Additionally, the gel tip mounted on a box, Calandra acknowledges, is not a perfect form factor. There’s more research needed on how to create a robot finger that is as dextrous as a human finger. “Compared to a human finger, this is limited in the sense that my finger is curved, has sensing in all directions,” he says. “This only has sensing on one side.”
Hopes for a multi-sensory enabled “smart” metaverse
Meta has also been boosting the sensory library for its AI to support potentially useful tools in the metaverse. In October, Meta AI unveiled a new project called Ego4D, which captured thousands of hours of first-person videos that could one day teach artificial intelligence-powered virtual assistants to help users remember and recall events.

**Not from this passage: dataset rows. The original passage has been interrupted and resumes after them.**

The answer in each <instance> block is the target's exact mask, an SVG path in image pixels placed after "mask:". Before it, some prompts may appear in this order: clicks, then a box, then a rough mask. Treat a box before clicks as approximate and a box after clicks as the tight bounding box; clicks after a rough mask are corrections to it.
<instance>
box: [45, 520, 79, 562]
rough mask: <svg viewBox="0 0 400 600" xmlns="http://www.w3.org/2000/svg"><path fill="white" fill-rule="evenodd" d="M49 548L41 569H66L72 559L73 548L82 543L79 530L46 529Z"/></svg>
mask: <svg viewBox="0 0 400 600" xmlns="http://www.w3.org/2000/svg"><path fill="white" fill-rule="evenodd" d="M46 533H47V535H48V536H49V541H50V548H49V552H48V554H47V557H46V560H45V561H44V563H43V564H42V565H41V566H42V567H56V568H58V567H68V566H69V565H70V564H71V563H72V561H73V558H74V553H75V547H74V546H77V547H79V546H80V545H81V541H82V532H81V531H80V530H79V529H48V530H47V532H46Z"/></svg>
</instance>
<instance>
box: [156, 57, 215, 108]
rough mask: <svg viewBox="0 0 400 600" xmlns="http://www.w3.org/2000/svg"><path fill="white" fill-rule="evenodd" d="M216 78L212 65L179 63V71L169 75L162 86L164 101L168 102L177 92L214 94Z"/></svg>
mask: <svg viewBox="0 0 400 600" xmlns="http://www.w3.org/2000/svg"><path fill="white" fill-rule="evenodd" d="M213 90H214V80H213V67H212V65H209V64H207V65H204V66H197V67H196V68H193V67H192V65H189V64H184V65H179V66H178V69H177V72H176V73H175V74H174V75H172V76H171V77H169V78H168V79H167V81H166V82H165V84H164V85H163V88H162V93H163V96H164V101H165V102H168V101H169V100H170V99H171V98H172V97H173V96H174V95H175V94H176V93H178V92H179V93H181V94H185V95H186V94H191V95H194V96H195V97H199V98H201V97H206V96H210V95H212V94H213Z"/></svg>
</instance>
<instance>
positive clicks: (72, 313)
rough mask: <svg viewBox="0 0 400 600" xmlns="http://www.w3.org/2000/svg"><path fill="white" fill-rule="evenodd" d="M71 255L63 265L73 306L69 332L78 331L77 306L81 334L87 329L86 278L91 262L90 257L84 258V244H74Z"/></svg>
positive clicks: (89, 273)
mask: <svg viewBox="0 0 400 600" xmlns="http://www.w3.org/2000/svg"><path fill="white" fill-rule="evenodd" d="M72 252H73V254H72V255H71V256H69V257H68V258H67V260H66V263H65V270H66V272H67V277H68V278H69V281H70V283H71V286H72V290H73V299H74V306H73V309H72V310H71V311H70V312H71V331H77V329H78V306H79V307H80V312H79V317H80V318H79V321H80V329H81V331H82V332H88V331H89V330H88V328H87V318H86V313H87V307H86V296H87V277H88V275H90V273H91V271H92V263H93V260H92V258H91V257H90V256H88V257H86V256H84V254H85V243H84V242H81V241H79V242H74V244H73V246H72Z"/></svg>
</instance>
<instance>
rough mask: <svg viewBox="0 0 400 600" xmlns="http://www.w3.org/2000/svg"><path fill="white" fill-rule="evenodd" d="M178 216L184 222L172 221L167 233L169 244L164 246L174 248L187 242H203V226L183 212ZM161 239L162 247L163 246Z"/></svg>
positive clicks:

“One big question we’re still trying to solve here is how you get machines to learn new tasks as efficiently as humans and animals,” says LeCun. Machines are clumsy, and for the most part, very slow to learn. For example, using reinforcement learning to train a car to drive itself has to be done in a virtual environment because it would have to drive for millions of hours, cause countless accidents, and destroy itself multiple times before it learns its way around. “And even then, it probably wouldn’t be that reliable,” he adds.
Humans, however, can learn to drive in just a few days because by our teenage years, we have a pretty good model of the world. We know about gravity, and we know the basic physics of cars.
“To get machines to learn that model of the world and predict different events and plan what’s going to happen as a consequence of their actions is really the crux of the department here,” LeCun says.
Similarly, this is an area that needs to be fleshed out for the AI assistant that would one day interact with humans naturally in a virtual environment.
“One of the long term visions of augmented reality, for example, is virtual agents that can live in your augmented reality glasses or your smartphone or your laptop,” LeCun says. “It helps you in your daily life, as a human assistant would do, and that system will have to have some degree of understanding of how the world works, some degree of common sense, and be smart enough not to be frustrating to talk to. That is where all of this research leads in the long run.”